New semester, new teacher


Physics teacher Aaron Pacheco guides Jack Lindstrom and Sean Supan through one of many inquiry-based projects.

Celeste Noraian, Reporter, Photographer

In December, new physics teacher Aaron Pacheco received his diploma from Illinois State University. In January, he received his first classroom. Pacheco has taken over the classroom of former physics teacher Luke Luginbuhl who left to further his solar panel business.

A lover of Indy Folk music and musicals, Pacheco is excited to bring his engaging teaching style to the students. But as a mid-year arrival, Pacheco had to figure out what the students have learned already and he has to teach them in the time remaining.

“All my students have been great at accepting a new teacher,” Pacheco said. “The hardest part is just figuring out what my students already know, and what I want them to know.”

So far Pacheco has done several labs, such as using a cork on a string to help students explore radians and mass and a balloon experiment in which the balloon traveled across a line of string to demonstrate force. Pacheco is planning on doing many more interactive lessons as the year progresses.

Pacheco’s physics students, Jackson Powell, Jack Feely, and Josh Pinter, explore weight and stability with a boat in water in a recent lab.

“I try to run inquiry-based labs where I allow students to draw their own conclusions instead of me telling them what it should be,” Pacheco said.

Pacheco’s love for physics emerged after working for nine years at a boy scout camp. It was there he realized he wanted to share his joy of science with many more young people.
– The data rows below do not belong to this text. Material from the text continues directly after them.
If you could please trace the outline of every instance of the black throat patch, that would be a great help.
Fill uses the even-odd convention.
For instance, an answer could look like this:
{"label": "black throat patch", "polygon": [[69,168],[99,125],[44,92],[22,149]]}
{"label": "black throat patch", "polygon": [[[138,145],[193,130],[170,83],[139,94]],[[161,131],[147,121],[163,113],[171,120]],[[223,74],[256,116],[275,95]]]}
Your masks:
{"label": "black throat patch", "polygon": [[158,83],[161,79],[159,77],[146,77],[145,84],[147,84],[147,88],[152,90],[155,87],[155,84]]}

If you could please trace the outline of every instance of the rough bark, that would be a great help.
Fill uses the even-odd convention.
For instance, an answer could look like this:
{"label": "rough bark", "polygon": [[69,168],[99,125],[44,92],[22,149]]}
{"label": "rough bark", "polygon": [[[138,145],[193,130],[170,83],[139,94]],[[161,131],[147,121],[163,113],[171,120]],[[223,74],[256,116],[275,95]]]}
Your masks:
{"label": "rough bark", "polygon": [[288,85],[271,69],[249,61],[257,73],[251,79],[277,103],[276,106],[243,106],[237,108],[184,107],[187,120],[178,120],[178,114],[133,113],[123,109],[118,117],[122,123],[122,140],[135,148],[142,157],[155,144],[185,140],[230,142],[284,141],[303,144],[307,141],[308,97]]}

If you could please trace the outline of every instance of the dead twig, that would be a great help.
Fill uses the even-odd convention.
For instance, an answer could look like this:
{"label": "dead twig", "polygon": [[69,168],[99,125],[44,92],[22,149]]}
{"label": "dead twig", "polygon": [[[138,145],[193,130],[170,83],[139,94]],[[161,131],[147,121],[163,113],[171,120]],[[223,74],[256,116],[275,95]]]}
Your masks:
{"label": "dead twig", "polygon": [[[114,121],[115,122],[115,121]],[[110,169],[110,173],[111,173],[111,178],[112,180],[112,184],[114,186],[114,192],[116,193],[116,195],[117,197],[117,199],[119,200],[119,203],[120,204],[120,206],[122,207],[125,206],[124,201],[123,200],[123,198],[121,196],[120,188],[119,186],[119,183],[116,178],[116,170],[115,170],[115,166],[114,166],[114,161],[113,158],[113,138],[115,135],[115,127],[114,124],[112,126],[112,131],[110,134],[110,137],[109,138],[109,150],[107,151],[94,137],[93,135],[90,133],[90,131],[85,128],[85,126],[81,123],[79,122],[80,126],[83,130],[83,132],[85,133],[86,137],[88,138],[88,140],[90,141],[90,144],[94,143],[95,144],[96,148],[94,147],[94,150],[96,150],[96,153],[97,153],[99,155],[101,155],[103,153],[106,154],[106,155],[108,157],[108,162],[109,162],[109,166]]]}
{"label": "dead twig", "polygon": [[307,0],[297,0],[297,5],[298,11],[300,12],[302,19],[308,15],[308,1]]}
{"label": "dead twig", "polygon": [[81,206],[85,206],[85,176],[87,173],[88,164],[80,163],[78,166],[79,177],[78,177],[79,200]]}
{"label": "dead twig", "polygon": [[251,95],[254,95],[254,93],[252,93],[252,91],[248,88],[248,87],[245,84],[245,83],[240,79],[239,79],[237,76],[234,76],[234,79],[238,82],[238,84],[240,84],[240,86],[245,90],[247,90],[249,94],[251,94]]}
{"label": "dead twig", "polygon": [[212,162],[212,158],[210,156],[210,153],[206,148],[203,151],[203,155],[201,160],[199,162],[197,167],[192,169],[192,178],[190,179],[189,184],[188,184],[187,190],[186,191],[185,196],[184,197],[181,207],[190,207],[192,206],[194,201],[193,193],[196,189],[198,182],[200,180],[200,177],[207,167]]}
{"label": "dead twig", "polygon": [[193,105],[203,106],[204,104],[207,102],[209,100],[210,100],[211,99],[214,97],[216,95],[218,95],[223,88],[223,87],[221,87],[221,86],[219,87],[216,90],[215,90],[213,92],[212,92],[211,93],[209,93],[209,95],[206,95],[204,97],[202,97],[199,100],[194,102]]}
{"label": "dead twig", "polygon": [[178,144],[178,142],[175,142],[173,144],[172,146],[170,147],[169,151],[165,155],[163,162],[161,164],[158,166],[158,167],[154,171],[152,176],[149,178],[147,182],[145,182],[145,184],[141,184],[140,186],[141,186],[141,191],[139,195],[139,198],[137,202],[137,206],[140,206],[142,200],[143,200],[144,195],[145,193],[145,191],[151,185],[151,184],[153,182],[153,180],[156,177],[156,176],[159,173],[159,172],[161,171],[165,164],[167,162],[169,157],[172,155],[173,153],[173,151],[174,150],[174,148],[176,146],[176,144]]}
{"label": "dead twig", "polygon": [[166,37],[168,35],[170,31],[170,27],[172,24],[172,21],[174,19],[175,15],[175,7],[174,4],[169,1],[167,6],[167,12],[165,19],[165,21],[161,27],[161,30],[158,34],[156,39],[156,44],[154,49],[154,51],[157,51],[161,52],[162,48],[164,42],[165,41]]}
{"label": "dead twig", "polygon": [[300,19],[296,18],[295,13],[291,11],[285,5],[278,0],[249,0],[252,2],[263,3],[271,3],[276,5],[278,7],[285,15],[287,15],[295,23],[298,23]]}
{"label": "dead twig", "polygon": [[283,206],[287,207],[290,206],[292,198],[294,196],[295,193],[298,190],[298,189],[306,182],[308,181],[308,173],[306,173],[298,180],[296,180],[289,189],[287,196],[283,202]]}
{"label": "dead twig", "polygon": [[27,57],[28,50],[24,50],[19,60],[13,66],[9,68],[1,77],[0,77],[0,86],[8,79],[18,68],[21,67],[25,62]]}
“Mr. Pacheco does an excellent job at keeping students engaged and personally trying to connect to all of his students,” senior Aidan Bovee said.

Junior Tori Coleman said Pacheco works carefully to prepare the students for new material.

“Overall, I think he is very helpful in making sure we understand the new content and gives us a lot of practice and ensures that we are fully prepared for upcoming tests,” Coleman said.

Eventually, Pacheco wants to move back to the South. For Pacheco this includes the Carolinas, Texas, Florida, or California.

But those plans are in the future. For now, Pacheco is focused on the students in front of him.

“My end goal is to create an interest in physics to as many students as possible and let them develop advanced problem solving skills,” Pacheco said.

A line from Pacheco’s favorite song Birds with Broken Wings reads, “You gotta walk the bottom if you wanna see the top.” Despite being a recent graduate, Pacheco landed his first full time teaching job a couple weeks after. Walk into Pacheco’s physics classroom any day of the week, and it looks like he is already heading towards that top.